Reproducibility is a fundamental cornerstone of science and enables other scientists to critically assess the correctness of scientific claims made and conclusions drawn. Conventionally it was sufficient that the research approach was described in enough detail that other scientists with similar skills and means could follow the steps described in published work and obtain the same results within the margins of experimental error.  

However, this approach should also encompass the underpinning research data (from its original form) and the ability to repeat an analysis of a particular dataset and obtain the same or similar results. As a starting point you should aim to ensure you can repeat all the necessary steps involved from the original state of the data through to the dataset(s) being analysed. This repeatability is invaluable to you as the original researcher(s) as you may need to check and repeat the workflow before finalising your research. The workflow can be tested as part of a pilot test of your experimental approach and then used, with confidence, to repeat the approach efficiently. 

Reproducibility is the ability for other researchers to reproduce what you have done. 

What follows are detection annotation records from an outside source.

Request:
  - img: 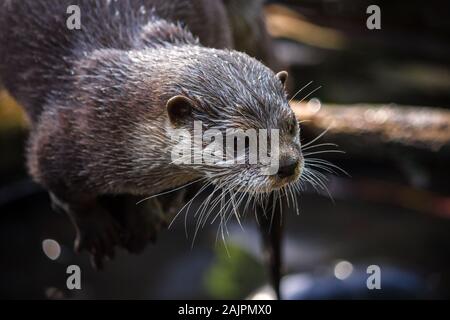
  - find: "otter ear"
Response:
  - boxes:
[166,96,193,126]
[277,71,288,86]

It is essential to plan in approaches and tasks in your research to ensure reproducibility as these need to be in place before any data handling takes place. For example: 

Set out a file-naming convention for all parts of the workflow: data files, models, code, analysis runs, results tables etc. This ensures everyone in the project can identify the correct resources and how they relate to each other. 

Document your data and all steps of your workflow of how you got from raw data through to analyses and values in results tables. This forms your audit trail, captures the provenance of each dataset (which will be useful to refer back to) and will help if needing to re-run anything. 

Use code, where possible. Instead of pointing and clicking, use programming (through tools such as R, SAS, Matlab, etc.) to download, transform, sub-select, join and output your data, and save command-line scripts. 

Use open-source tools. Code transparency is key to reproducibility, so use open-source tools whenever possible.  

Track versions. Use version-control on all documents, data and code. Consider version control software such as Git and GitHub. 

Archive your data and obtain a persistent identifier such as a DOI.  Ideally archive all the originating data rather than just a subset. Archive when the data are complete or, where datasets are being continually updated, archive a version at key points, e.g. when submitting an article for publication. 

Replicate your environment. Software containers, e.g. Docker to package code, data and a computing environment together, making it easy for users to recreate the developer’s system.